Ветер пока защищает нас от огня.

– Кто-то там орет. Ветренник вроде. Или огонь? – Эхо разговора. Верховые ящеры близко.

Радуюсь, а потом понимаю, что мой эскринас не застегнут… А потом – что его на мне нет…

Верховые ящеры близко… Жизнь рушится в секунду. Я не сдамся. Значит, надо бежать уже сегодня. Здесь, сейчас. Без эскринаса – мой единственный выбор. А на руке у огненного…

Срываю браслет с руки мертвого. Пять секунд облегчения. Потом – страшные сомнения. Эскринас ли? А если застегну – снять потом смогу ли? Это папа для меня такой браслет создал, чтобы я расстегивала, когда захочу.

И опять по кустам, сквозь колючки, дальше, дальше, скатиться в овраг и опять в чащу, забиться под дерево, тише, ветер, храни мой запах и звук дыхания. Если ветренник не хочет, чтоб нашли, – его не найдут.

* * *

В ту ночь я прощалась с жизнью не помню сколько раз. И, в общем‑то, странно что выкарабкалась. Умоляла ветер скрыть мои запахи, звуки. На ту полянку добиралась обратно по запаху. Найти крохотный кружок сгоревшей травы в незнакомом лесу, ночью. Я не верила, что смогу.

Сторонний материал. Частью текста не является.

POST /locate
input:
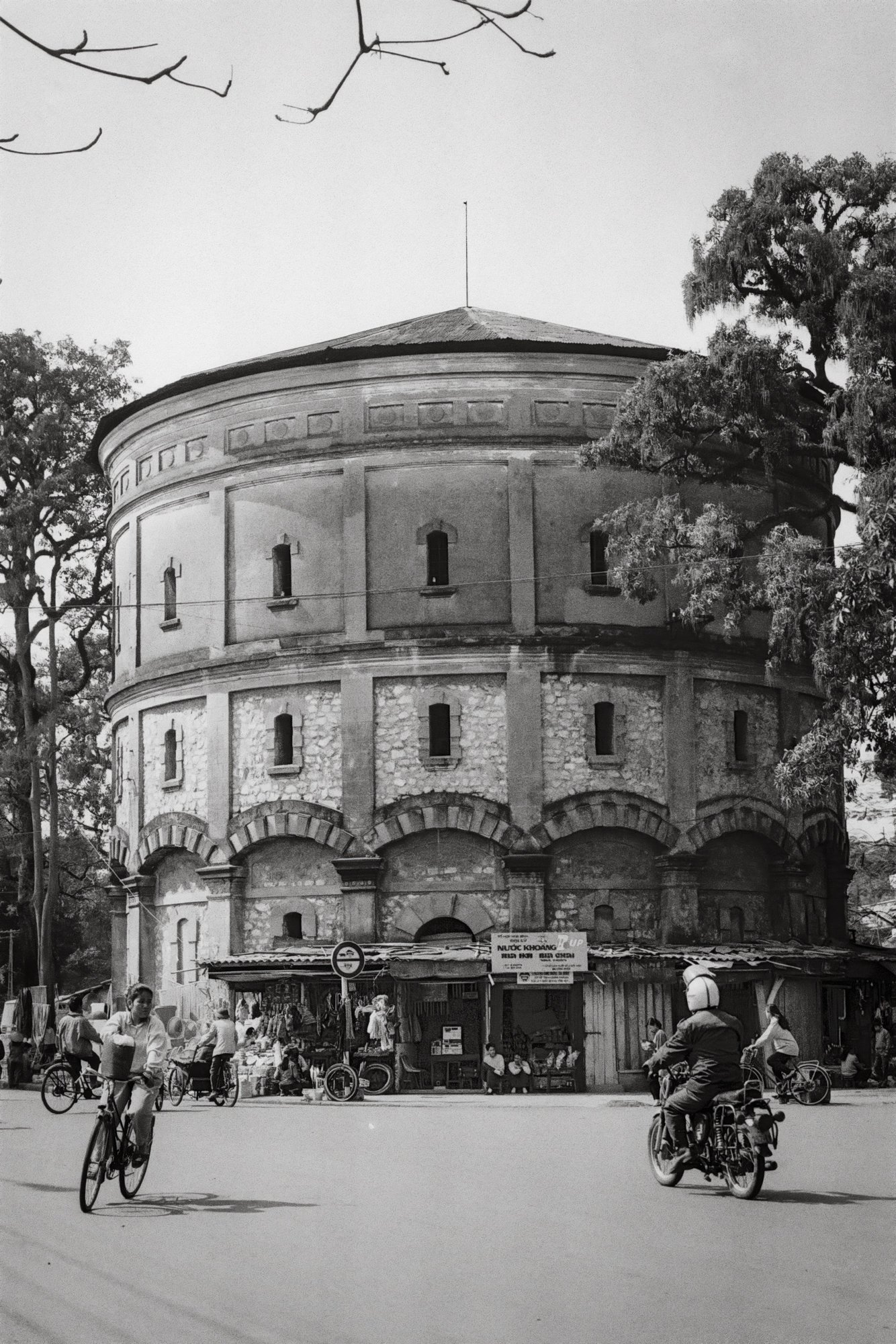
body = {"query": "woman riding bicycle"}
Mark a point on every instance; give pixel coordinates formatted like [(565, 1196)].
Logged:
[(151, 1045), (785, 1049)]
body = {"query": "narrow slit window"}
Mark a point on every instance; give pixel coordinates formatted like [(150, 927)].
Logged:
[(182, 951), (284, 740), (604, 729), (441, 730), (292, 927), (171, 595), (283, 571), (171, 755), (741, 736), (604, 924), (600, 560), (437, 572)]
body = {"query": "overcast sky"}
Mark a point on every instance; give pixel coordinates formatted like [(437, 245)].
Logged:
[(205, 232)]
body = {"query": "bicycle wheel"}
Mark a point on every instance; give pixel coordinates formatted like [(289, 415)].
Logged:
[(131, 1178), (379, 1079), (93, 1171), (341, 1083), (175, 1084), (232, 1079), (660, 1163), (812, 1085), (746, 1174), (58, 1091)]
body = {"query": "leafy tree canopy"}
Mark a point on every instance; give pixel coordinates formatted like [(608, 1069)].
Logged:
[(809, 249)]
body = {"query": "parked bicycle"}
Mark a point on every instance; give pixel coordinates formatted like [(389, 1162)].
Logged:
[(808, 1083), (62, 1088), (191, 1077), (111, 1150)]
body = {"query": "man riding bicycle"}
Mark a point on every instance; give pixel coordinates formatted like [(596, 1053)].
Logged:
[(151, 1046), (76, 1044), (711, 1042)]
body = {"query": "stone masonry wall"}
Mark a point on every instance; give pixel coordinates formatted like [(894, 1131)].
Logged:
[(320, 778), (564, 729), (191, 795), (715, 709), (397, 744)]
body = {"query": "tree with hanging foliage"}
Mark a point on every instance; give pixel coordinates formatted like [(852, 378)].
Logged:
[(54, 604), (811, 251)]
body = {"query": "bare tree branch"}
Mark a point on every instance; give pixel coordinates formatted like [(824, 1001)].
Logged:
[(382, 48), (46, 154)]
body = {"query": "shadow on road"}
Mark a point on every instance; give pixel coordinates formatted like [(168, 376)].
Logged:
[(835, 1200), (166, 1206), (46, 1190)]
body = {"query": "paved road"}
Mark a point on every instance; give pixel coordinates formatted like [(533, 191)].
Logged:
[(444, 1221)]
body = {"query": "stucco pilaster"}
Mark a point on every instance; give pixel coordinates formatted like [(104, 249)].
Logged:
[(679, 726), (118, 896), (359, 780), (526, 773), (218, 740), (522, 540), (679, 897), (221, 932)]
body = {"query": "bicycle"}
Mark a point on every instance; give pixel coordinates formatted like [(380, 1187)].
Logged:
[(111, 1150), (194, 1076), (62, 1088), (808, 1083)]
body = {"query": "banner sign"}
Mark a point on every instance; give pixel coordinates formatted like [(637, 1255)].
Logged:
[(539, 952), (545, 978)]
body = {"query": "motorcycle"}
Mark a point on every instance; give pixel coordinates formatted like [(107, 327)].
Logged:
[(735, 1139)]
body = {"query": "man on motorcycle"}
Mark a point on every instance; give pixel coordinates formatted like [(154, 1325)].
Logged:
[(711, 1042)]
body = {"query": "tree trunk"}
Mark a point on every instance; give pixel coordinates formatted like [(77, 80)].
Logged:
[(48, 966)]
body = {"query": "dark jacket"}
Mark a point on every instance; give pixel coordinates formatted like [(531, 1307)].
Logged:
[(711, 1042)]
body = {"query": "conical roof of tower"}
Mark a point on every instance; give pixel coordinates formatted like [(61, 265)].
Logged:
[(459, 329)]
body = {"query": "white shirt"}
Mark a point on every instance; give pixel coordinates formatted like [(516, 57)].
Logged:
[(151, 1040), (780, 1040)]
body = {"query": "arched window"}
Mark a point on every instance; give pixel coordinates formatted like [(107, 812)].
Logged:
[(171, 593), (604, 924), (283, 571), (742, 747), (441, 730), (171, 755), (182, 951), (598, 542), (284, 740), (604, 729), (437, 571), (444, 931), (292, 927)]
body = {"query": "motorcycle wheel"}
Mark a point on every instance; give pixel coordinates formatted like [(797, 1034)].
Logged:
[(660, 1165), (745, 1179), (341, 1083)]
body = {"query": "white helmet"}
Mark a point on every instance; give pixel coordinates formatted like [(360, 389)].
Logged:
[(703, 993)]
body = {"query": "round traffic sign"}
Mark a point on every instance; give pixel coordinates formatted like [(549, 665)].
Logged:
[(349, 960)]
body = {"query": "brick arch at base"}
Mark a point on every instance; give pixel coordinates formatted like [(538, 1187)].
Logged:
[(447, 812), (175, 831), (757, 816), (443, 905), (823, 829), (611, 808), (284, 822)]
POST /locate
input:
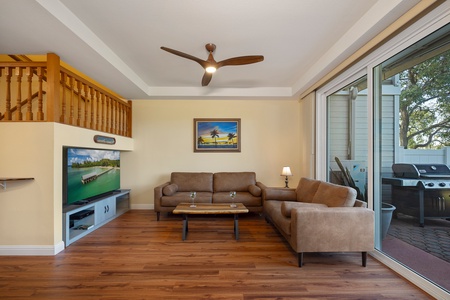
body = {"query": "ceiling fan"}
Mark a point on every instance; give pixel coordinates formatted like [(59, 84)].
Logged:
[(210, 65)]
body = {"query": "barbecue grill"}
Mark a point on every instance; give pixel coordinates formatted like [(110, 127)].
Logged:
[(421, 190)]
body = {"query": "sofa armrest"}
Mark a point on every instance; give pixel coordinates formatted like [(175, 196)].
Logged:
[(157, 194), (282, 194), (332, 229)]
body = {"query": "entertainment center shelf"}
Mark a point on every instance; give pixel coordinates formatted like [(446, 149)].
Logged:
[(80, 220)]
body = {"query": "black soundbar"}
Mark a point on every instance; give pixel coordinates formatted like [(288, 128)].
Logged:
[(81, 214)]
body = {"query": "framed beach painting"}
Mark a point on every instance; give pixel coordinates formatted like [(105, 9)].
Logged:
[(217, 135)]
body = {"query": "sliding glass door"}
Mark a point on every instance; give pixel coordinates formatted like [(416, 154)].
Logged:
[(412, 128)]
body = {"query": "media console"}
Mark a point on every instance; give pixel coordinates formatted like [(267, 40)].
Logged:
[(80, 220)]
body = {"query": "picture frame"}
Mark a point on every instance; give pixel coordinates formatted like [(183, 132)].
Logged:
[(217, 135)]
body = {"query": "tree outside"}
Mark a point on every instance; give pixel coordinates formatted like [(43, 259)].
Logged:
[(425, 104)]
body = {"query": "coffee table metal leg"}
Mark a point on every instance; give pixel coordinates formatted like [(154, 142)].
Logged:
[(236, 226), (185, 226)]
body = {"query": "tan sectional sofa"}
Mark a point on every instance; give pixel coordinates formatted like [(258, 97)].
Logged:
[(319, 216), (210, 188)]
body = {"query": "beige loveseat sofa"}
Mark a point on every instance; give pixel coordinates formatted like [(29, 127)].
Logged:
[(319, 216), (210, 188)]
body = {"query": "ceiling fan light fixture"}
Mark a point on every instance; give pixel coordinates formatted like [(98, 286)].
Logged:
[(211, 69)]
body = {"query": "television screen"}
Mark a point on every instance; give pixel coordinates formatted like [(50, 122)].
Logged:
[(89, 173)]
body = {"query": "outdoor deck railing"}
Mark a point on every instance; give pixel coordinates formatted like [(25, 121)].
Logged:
[(48, 92)]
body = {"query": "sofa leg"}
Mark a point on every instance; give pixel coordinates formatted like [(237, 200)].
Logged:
[(300, 259)]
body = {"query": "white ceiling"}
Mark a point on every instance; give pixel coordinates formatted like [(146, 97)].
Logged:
[(117, 42)]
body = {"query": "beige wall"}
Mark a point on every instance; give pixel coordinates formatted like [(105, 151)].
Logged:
[(31, 211), (31, 214), (163, 134)]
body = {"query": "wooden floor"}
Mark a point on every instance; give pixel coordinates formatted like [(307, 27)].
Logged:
[(136, 257)]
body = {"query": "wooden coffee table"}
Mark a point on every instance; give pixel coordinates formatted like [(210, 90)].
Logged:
[(210, 209)]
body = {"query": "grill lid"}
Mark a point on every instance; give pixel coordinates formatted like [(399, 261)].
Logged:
[(421, 170)]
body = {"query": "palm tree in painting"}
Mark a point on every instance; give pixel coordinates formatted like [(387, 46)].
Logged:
[(231, 136), (215, 134)]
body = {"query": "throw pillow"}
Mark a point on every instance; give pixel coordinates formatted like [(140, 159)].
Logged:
[(254, 190), (170, 189)]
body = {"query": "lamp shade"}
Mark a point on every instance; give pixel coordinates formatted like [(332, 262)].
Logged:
[(286, 171)]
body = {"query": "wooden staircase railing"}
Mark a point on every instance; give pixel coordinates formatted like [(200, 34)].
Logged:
[(48, 92)]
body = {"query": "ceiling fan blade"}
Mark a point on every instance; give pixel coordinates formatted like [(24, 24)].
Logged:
[(202, 62), (206, 78), (241, 60)]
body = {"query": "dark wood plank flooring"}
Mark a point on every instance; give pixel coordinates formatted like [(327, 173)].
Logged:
[(136, 257)]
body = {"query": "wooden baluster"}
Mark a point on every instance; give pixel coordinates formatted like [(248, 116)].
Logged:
[(111, 121), (40, 114), (98, 123), (92, 90), (53, 88), (129, 119), (62, 118), (79, 103), (122, 118), (1, 72), (29, 74), (119, 118), (102, 128), (8, 74), (71, 113), (116, 116), (19, 94), (86, 106)]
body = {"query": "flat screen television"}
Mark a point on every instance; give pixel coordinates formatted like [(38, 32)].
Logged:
[(89, 174)]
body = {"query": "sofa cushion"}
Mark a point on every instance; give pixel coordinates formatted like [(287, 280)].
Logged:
[(272, 209), (233, 181), (183, 197), (241, 197), (170, 189), (193, 181), (287, 206), (306, 189), (333, 195), (254, 190)]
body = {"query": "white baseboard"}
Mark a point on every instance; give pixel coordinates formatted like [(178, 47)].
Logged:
[(31, 250)]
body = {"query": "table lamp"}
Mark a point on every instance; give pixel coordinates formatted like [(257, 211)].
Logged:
[(286, 172)]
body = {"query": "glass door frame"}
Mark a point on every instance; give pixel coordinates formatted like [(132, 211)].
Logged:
[(366, 66)]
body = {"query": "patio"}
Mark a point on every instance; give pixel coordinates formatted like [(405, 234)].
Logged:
[(425, 250)]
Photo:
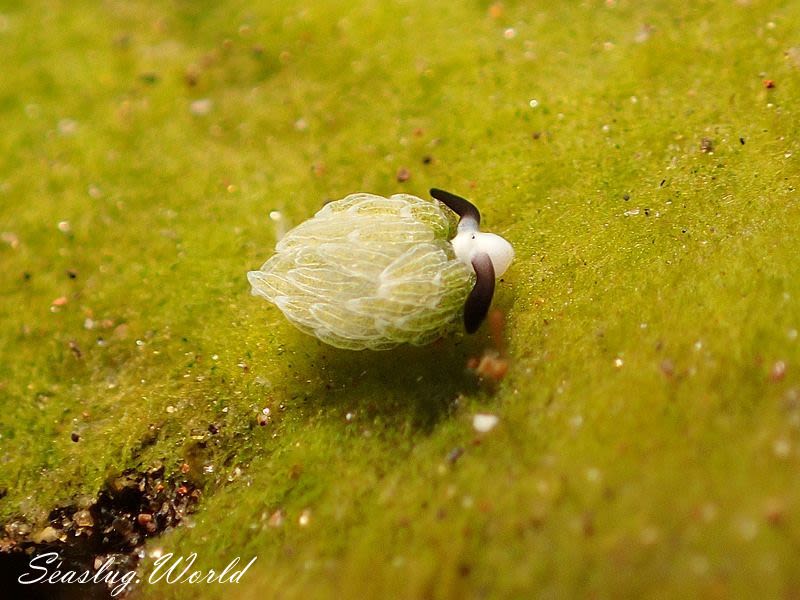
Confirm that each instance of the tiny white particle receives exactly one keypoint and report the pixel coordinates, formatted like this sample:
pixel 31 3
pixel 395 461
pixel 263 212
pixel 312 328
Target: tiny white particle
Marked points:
pixel 483 422
pixel 201 107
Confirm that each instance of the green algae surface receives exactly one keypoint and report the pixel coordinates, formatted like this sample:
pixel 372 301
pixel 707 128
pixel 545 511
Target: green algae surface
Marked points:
pixel 642 157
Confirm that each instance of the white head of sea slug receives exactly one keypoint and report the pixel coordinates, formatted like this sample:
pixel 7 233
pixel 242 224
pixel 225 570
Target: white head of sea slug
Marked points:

На другом краю леса кипела драка, но часть л’лэардов охраняла женщин, едущих в укрытие – в охотничий домик. Я чуть не попалась. А потом мама, наверное, подняла переполох, потому что выехали искать уже меня. К тому времени нашла поляну со следами огня, потушенного, даже не была уверена, что та самая, пока не наткнулась на собственную брошь в виде букетика. Каждую травинку ощупывала – час, два? Мне казалось, вечность. Проклятая птица сидела на верхушке дерева и каждый раз пикировала на меня. Я понимала, что глаза мне запросто выклюют, вместе с мозгом, в любую секунду. Ну а что оставалось? Только искать. Отшвыривала эту тварь ветром, ныряла в кусты.

Запела вдруг флейта, и джинка наконец улетела. Я понимала, она очень быстро может вернуться. Жуткий треск – ломая кусты, на флейту шел разъяренный вепрь. Вепрь-джинка, земляной. От его копыт дрожала земля. Я залезла на дерево – к счастью, он на меня внимания не обратил. А то этой твари деревце рогом выкопать – пару взмахов головой.

На полянке не было. В зарослях искать еще бесполезнее. Меня саму уже искали. Один раз отсиделась, не дыша, пока мимо проехали. И я его все-таки нашла. Зацепился, повис на ветке, когда я выбиралась к агонизирующему огненному. Единственный мой гарант безопасности в этой Империи. Главная ценность.

Меня нашел какой-то ветренник. Оказывается, я шла по дороге в сторону, противоположную от домика. Подсадил на ящера: «Л’лэарди, вы всех перепугали». Я еще не верила, что жива и с эскринасом. Мама закричала, увидев меня, а потом смотрела, будто не узнавая.

– Мам, я ужасно выгляжу, – говорю ей. – Надо уезжать, пока меня не увидел Его Величество. Пойдем, пожалуйста.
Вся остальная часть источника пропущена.